Creating Cyberinfrastructure, 2006
The TeraGrid is the world’s most comprehensive distributed cyberinfrastructure for open scientific research. As a major partner in this National Science Foundation program, PSC plays a leadership role in shaping the vision and progress of the TeraGrid.
PSC’s Cray XT3 system “BigBen” became a TeraGridproduction resource in October 2005. It was the first Cray XT3 anywhere and remains the only one available to NSF researchers. It comprises 2,090 processors with an overall peak performance of 10 teraflops: 10 trillion calculations per second.
On a per-processor basis, BigBen is 2.4 times faster than LeMieux, PSC’s six-teraflop HP Alphaserver system that pre-dates it and is, like BigBen, “tightly-coupled” — designed to optimize “inter-processor bandwidth,” the speed at which processors share information. More than sheer processor speed, BigBen’s primary technological advance is its superior inter-processor bandwidth.
This is a large advantage for projects that demand hundreds or thousands of processors working together. Over the past year, because of this capability, BigBen has demonstrated performance 10 times or more better than LeMieux on a number of applications. Because of this capability also, BigBen has proven itself to be a champion at “scaling” — the ability to use a large quantity of processors without seriously reducing the per-processor performance.
Several research groups, including Klaus Schulten’s group at the University of Illinois, Urbana-Champaign (p. 18) and Michael Klein’s group at the University of Pennsylvania (p. 22), have found that BigBen scales to twice as many processors as the same applications on LeMieux, an improvement that, along with faster processors, represents a big gain in capability, and has led to many research successes (pp. 18, 22, 26, 30, 34, 43, 45, 46).
Researchers with large-scale parallel projects quickly caught on to BigBen’s advantages. Over its first year as a production resource, nearly half of BigBen’s usage has been for projects that use 1,024 processors or more, and at the last national allocation meeting, it was the TeraGrid resource most “oversubscribed”— demand in excess of available time.
BigBen’s predecessor as PSC’s lead system, LeMieux, remains an actively used TeraGrid resource, and PSC fulfills a unique function within the TeraGrid in providing two tightly-coupled systems. Between them, during the first half of 2006, LeMieux and BigBen provided 40 percent of overall TeraGrid usage.
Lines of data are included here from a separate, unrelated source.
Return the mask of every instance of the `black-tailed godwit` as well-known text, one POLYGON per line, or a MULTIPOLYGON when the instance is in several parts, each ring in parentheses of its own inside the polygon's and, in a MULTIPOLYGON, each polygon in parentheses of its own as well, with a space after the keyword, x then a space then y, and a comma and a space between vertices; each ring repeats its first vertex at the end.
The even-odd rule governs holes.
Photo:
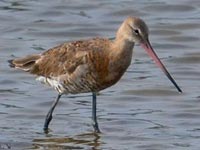
POLYGON ((53 111, 63 94, 92 93, 92 120, 95 132, 100 132, 96 117, 96 93, 108 88, 122 77, 131 63, 135 43, 140 44, 162 69, 179 92, 175 80, 154 52, 145 22, 128 17, 114 40, 93 38, 64 43, 44 53, 10 60, 10 66, 37 75, 42 83, 53 87, 58 96, 44 123, 44 131, 52 120, 53 111))

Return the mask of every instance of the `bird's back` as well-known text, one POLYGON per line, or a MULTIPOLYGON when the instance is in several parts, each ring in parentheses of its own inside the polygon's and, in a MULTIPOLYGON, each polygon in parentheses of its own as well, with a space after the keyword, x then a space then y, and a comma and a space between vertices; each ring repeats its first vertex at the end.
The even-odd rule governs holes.
POLYGON ((37 75, 38 80, 60 93, 99 91, 108 86, 103 82, 109 74, 111 43, 102 38, 64 43, 10 63, 37 75))

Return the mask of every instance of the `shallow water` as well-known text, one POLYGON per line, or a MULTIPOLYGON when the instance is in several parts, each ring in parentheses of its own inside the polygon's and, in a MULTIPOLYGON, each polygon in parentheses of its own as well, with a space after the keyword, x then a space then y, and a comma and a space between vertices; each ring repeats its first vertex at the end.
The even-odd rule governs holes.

In several projects, PSC staff have helped to advance the technological infrastructure of the TeraGrid:
- In a major TeraGrid effort, PSC staff applied security controls for jobs run on LeMieux, PSC's terascale system, from the “portal” of the NanoHub Science Gateway. The solution involved adapting “community shell” software developed at NCSA. This PSC project is the first effort within TeraGrid to implement a security model that reconciles the community-wide reach of a Science Gateway with the secure environment of a large-scale system like LeMieux, experience we can apply to other Gateways.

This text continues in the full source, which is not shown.